Showing posts with label Continuity. Show all posts
Showing posts with label Continuity. Show all posts

Monday, September 6, 2010

Mark Trail: My stepfather must really like animals to get so many!

These two comics ran back to back. They are virtually the identical, except in one of them the little girl wants to put the deer into the pen, while in the other the little girl is glad she doesn't have to put the deer into the pen. Why? Because it's Mark Trail, I guess, and that's just the way Jack Elrod rolls.

For those of you who are behind on the current plot, by the way, it involves a wannabe politician, a mysterious fence, a bunch of animals, big game hunting, a little girl and a pet deer.

Friday, April 9, 2010

Family Circus: OK, I'm done cleaning my room!

Artistic continuity? What artistic continuity?*

*In fairness, I'm sure I'm literally the only person on Earth who would ever notice this.

Tuesday, March 9, 2010

Drabble: First you'll need to get some of this black stuff to put on your cheeks.

Please note that eye black is quite literally the central subject of this comic strip. Note also that the youngster is wearing freshly applied eye black in the second and third panels. Now observe said youngster's face in the fourth panel.
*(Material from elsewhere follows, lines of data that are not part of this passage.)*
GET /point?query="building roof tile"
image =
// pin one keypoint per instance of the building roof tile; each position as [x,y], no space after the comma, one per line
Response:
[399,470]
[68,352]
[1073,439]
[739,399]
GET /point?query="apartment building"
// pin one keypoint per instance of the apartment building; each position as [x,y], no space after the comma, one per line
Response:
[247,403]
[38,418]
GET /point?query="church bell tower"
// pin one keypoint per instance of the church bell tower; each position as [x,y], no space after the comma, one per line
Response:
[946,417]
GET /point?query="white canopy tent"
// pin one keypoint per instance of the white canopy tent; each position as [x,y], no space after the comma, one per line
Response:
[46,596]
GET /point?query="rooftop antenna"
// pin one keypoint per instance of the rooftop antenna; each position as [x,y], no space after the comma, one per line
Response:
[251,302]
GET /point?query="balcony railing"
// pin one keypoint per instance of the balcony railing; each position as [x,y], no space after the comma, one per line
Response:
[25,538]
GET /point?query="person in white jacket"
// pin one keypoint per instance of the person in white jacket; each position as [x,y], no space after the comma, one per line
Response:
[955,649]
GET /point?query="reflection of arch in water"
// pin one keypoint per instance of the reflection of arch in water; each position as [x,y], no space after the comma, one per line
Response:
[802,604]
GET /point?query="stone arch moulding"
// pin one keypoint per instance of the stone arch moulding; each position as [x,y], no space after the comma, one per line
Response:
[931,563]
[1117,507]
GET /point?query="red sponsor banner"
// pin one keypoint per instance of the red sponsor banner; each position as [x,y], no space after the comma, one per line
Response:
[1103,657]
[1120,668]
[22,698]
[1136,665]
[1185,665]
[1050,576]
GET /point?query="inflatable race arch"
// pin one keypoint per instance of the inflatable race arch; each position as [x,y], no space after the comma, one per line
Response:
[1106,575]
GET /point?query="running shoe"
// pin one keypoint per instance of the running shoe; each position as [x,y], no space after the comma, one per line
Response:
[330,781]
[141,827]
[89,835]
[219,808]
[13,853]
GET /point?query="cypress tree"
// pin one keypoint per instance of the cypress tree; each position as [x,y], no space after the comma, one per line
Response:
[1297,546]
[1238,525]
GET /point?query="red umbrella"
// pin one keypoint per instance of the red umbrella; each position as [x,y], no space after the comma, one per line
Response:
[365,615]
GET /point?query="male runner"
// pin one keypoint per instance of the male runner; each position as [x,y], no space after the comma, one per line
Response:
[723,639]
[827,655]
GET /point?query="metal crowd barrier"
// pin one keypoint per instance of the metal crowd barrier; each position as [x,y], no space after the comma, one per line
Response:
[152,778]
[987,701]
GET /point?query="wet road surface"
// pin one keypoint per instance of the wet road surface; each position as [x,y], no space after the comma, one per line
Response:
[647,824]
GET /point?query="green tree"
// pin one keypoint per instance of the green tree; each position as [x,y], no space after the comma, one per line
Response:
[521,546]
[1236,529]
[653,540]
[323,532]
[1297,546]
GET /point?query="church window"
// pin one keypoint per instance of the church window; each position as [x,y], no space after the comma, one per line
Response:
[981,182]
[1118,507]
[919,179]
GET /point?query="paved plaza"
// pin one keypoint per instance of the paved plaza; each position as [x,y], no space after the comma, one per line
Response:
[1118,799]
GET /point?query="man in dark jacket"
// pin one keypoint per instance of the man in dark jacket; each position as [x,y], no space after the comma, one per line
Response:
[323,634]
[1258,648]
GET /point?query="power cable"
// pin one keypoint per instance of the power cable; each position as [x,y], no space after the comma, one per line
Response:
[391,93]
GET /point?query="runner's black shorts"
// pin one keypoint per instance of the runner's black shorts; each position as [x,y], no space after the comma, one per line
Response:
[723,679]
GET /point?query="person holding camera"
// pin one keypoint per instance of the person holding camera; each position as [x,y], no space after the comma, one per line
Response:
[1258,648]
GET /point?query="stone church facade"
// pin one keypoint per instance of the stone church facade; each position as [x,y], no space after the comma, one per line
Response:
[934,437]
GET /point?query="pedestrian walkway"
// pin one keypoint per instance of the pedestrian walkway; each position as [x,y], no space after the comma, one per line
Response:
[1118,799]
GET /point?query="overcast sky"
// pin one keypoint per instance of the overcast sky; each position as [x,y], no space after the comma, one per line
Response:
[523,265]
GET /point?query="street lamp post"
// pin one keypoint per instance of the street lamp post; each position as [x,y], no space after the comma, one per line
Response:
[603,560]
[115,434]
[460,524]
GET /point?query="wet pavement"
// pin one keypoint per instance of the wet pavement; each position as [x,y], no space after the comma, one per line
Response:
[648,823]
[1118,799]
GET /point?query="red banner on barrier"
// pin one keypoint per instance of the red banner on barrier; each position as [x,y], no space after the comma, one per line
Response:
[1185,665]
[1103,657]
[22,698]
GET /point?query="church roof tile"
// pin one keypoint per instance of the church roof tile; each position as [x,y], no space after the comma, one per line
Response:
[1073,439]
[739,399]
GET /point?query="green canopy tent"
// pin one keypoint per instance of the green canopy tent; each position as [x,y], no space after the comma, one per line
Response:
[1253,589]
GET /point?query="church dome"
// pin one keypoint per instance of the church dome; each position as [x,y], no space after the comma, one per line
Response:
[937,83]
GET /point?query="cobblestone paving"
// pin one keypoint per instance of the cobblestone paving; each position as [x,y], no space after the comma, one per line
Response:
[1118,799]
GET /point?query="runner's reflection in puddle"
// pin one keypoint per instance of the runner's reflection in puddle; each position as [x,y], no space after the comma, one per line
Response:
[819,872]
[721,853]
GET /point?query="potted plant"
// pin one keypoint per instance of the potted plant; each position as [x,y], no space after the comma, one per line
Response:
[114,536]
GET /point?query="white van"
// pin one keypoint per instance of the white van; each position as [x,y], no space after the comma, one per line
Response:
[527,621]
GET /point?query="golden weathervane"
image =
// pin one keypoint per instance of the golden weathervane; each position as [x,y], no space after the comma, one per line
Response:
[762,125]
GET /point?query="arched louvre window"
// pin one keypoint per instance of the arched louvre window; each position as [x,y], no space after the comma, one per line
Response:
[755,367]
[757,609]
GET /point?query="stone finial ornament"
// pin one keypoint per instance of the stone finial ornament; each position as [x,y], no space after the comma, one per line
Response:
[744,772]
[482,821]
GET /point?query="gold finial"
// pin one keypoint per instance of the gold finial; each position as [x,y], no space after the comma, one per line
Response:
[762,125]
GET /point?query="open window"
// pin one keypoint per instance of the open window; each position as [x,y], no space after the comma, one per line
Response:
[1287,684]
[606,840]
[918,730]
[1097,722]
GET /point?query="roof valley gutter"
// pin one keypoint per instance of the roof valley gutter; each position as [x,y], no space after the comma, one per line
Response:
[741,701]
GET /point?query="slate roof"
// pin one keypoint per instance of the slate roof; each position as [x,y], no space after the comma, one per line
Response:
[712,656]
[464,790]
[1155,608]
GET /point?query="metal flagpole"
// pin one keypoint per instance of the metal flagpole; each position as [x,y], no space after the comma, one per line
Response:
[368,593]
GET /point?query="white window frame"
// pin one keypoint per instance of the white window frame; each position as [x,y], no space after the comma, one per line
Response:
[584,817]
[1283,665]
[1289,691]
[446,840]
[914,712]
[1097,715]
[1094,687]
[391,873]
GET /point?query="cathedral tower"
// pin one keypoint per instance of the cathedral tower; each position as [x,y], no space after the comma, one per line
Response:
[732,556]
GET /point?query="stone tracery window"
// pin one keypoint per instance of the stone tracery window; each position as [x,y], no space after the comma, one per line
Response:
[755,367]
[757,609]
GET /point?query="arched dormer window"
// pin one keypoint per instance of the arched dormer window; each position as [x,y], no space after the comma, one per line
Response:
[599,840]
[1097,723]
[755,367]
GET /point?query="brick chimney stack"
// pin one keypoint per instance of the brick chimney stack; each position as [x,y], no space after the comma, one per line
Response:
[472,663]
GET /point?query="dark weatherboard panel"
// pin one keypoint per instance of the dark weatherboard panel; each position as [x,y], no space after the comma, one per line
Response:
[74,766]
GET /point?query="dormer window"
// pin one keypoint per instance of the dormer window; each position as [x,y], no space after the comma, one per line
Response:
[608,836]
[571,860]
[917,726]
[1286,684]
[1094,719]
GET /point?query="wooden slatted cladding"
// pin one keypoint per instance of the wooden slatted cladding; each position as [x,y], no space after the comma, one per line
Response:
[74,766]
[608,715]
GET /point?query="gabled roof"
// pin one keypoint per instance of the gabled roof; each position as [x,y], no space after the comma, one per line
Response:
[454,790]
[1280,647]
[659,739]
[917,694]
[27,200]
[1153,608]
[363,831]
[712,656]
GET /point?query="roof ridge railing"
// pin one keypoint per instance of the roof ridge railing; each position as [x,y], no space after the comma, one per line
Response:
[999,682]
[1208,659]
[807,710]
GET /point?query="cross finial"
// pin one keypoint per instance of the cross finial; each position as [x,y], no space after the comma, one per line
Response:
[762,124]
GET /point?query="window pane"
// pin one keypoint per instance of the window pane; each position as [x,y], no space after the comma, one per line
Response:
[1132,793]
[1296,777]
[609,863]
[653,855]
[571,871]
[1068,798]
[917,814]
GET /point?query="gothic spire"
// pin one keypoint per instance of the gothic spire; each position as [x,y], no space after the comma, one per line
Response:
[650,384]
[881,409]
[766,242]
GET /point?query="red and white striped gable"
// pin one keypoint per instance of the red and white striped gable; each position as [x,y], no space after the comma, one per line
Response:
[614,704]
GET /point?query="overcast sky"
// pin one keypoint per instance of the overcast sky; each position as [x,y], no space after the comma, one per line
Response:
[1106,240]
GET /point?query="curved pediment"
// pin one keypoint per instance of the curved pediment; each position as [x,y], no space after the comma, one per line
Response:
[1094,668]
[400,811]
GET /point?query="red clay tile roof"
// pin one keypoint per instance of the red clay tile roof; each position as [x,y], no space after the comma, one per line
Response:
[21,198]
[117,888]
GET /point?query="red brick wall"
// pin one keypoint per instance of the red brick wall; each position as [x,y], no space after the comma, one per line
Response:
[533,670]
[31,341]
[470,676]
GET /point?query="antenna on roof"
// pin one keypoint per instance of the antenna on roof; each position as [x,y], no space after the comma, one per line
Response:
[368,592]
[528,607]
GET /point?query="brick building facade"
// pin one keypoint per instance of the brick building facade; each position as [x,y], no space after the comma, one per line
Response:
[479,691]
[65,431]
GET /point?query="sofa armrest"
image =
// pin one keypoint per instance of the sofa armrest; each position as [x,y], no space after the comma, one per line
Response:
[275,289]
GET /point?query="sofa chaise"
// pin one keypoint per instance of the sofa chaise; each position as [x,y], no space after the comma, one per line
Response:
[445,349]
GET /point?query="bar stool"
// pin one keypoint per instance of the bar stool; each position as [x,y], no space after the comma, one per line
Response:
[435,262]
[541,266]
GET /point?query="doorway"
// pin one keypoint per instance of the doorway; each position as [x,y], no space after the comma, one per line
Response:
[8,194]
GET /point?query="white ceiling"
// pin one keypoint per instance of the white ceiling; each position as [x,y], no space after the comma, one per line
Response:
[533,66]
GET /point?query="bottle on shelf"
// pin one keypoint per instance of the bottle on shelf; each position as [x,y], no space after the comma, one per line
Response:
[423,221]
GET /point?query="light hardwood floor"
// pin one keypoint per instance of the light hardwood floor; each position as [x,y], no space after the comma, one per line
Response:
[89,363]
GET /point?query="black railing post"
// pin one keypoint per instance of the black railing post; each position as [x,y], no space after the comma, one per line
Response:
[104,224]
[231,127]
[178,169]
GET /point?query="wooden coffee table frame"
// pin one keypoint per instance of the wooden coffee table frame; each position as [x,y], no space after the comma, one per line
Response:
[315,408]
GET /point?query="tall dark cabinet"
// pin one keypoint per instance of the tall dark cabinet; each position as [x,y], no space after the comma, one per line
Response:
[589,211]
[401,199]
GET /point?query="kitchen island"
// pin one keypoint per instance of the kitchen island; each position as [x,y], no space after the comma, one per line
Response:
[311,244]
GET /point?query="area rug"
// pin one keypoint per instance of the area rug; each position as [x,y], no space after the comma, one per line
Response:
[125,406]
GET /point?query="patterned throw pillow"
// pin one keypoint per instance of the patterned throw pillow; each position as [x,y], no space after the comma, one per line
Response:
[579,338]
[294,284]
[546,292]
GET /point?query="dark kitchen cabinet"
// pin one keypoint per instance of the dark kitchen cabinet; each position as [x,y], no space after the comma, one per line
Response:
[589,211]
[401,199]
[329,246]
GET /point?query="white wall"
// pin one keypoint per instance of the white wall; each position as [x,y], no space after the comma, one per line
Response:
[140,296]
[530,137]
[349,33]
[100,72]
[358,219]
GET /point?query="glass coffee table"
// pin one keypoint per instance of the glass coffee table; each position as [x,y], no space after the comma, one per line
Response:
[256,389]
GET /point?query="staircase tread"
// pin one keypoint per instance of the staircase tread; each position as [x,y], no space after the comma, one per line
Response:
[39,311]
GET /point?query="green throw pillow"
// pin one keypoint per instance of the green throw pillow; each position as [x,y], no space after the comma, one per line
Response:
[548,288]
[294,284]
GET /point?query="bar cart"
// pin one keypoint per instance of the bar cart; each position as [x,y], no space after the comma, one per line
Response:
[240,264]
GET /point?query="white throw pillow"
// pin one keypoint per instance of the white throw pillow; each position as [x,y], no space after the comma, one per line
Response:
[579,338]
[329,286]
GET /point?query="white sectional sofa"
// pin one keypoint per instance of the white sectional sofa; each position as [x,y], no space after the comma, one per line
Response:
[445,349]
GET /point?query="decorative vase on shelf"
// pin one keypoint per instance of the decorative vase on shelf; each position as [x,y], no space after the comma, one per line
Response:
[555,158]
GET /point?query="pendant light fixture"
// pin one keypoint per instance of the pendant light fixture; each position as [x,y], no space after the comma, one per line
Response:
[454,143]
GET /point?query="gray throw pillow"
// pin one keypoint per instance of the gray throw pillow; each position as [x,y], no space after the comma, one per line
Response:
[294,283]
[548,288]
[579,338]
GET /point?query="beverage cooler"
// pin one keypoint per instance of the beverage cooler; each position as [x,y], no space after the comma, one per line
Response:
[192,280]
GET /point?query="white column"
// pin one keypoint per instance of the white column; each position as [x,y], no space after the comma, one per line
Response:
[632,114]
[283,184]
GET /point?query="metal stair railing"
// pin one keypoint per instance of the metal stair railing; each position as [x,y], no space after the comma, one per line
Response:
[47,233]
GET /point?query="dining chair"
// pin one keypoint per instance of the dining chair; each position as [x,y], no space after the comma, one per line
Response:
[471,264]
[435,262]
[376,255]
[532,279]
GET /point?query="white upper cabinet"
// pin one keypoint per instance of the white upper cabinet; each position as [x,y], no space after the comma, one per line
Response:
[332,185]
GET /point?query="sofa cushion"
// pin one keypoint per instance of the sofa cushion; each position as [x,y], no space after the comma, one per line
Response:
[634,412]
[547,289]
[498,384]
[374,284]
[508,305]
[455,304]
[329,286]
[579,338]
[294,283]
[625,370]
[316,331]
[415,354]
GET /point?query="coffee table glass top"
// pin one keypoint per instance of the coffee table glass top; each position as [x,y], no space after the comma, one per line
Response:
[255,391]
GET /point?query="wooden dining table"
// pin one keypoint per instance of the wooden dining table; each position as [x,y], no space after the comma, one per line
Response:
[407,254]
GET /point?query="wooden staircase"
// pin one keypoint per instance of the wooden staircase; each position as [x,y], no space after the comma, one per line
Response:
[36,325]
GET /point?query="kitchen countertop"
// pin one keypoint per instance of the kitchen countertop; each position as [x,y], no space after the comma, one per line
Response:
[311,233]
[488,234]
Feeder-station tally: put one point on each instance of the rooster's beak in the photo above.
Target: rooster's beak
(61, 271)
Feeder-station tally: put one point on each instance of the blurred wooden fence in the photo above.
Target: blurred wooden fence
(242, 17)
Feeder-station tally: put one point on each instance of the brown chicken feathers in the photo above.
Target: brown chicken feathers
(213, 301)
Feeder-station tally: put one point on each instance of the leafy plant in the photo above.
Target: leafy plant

There are four panels here. Maintaining some semblance of artistic continuity should not be that difficult. And yet.

Friday, October 2, 2009

Brewster Rockit!: Rescuing the doughnut people...

I can't decide whether the apparent continuity error regarding the importance of glaze to the doughnut people--it seems to be a fuel in Wednesday's cartoon and a vital bodily fluid in today's--is a lazy mistake or a typically absurd Tim Rickard joke. Either way, it's funny.

Wednesday, September 9, 2009

Family Circus: Are the WEEDS greener on the other side of the fence, too?

If you compare Jeffy's body in today's Family Circus to Jeffy's body in yesterday's Family Circus, you will see that he appears to have grown a foot overnight. Since this is, of course, impossible, we can only assume that Bil and Jeff Keane are not telling the story of the Keane clan in chronological order, but that The Family Circus is, in fact, an especially subtle example of a nonlinear narrative.

This raises a great many questions and will no doubt force readers to analyze the daily cartoon on a deeper level. For example, what are we now to make of what seemed at the time to be lazy continuity errors? Or lazy drawing? Is Jeffy's murderous behavior a future event or has it already consumed his soul? And if it is a future event, is it set in stone? Or is the future malleable? Is Sunday's cartoon an example of two possible futures? Or perhaps parallel universes? Is Jeffy's comment in today's cartoon a clue that parallel universes are, in fact, the key to unlocking the mysteries of The Family Circus?

Only time, as it were, will tell.

Thursday, August 6, 2009

Family Circus: It's only an owl. Now, go back in your own sleeping bag.

Jeffy may be a cold-blooded serial killer, but I wouldn't have taken him for a rapist. Mostly because he's 3. So I can only assume that this is just a dry run, and tomorrow he brings the axe.

I also really enjoy Keane Inc.'s complete disregard for artistic continuity.

Tuesday, April 28, 2009

Mark Trail: Suddenly the brave little dog decides to turn and challenge the attackers.

Now Sassy deserves to die, too.

And that's some quality continuity there. Apparently when Elrod wrote that Rusty tripped, what he meant was that Rusty, um, didn't trip?